Capstone B — One overflow, six languages, one report

  • Run an identical battery of operations (MAX+1, MIN-1, 0-1 unsigned, MIN/-1, abs(MIN), narrowing 300→u8) in C, Java, Go, Rust, Python, and JavaScript, and produce a single comparison matrix showing how each language responds (wrap / UB / panic / trap / no-overflow / precision-loss). This is the single best artifact for internalizing the cross-language model.

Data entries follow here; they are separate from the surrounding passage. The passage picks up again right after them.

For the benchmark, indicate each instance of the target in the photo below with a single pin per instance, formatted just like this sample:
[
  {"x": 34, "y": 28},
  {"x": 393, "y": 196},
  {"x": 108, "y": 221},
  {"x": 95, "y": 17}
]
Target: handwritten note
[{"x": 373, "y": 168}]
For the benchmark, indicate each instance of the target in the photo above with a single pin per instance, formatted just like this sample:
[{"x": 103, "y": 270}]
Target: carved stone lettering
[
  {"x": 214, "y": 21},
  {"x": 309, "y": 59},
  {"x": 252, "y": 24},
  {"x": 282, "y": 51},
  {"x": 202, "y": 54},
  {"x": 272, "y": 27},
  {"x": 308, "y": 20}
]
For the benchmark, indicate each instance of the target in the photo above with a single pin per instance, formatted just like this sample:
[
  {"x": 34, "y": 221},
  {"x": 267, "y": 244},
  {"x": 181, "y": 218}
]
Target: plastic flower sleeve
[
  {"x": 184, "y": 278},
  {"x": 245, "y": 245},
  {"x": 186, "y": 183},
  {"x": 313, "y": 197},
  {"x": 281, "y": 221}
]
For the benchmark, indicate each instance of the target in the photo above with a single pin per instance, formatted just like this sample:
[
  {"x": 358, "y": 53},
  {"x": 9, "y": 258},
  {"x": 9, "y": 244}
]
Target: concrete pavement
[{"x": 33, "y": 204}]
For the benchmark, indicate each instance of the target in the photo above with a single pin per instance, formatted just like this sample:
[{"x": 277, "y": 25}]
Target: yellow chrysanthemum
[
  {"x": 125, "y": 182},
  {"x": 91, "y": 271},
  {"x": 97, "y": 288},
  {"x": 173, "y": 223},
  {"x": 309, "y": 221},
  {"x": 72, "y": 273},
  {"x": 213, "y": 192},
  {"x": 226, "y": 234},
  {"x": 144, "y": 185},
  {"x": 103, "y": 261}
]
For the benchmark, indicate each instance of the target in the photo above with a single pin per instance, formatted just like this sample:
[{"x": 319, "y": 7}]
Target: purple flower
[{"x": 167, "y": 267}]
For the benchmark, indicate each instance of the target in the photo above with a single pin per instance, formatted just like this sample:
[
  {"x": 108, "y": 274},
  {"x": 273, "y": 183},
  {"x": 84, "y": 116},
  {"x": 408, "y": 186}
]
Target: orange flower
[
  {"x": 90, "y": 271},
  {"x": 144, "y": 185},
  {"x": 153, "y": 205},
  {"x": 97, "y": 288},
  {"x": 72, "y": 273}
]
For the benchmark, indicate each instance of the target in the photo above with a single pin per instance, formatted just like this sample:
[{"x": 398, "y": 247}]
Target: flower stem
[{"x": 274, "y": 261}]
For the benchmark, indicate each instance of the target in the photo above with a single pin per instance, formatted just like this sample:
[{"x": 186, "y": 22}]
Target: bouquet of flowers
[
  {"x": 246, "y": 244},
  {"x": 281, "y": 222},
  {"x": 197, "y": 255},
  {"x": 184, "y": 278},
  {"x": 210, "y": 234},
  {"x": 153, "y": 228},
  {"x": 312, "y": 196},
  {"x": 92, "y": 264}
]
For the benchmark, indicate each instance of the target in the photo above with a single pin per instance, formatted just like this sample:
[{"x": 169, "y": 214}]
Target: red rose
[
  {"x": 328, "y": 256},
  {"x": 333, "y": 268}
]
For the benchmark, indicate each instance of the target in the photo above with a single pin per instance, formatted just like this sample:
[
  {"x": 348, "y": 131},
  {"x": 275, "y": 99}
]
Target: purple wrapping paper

Capstone C — Harden a vulnerable parser

  • Take (or write) a tiny binary-format parser with a count-driven allocation and a trusted length field. Demonstrate the overflow-to-heap-overflow under ASan, then harden it: boundary validation, calloc/ckd_mul, width widening, and a fuzzing harness (libFuzzer/AFL++) under sanitizers. Show the fuzzer no longer finds a crash. Write up the before/after.

Self-Assessment Checklist

After completing these tasks, you should be able to check every box:

  • I can write the two's-complement representation of any small signed integer by hand and explain why ~x + 1 negates it.
  • I can state the exact range of any n-bit signed and unsigned integer and explain the INT_MIN asymmetry.
  • I can predict what MAX + 1 does in C, Java, Go, Rust (debug & release), and Python — and explain why each differs.
  • I can detect overflow correctly with a pre-check and explain why the signed post-check is UB in C.
  • I can write a complete safe_div that handles both b == 0 and INT_MIN / −1.
  • I can explain why −1 < 1u is false and fix a signed/unsigned comparison.
  • I can explain C integer promotion and why 8-bit arithmetic "wraps" only on the narrowing store.
  • I can identify a malloc(count * size) vulnerability, exploit it under ASan, and fix it three ways.
  • I can choose between wrapping, saturating, and checked arithmetic for a given domain and justify it.
  • I can compute a counter's rollover horizon for a given width and rate, and pick a width for a multi-year system.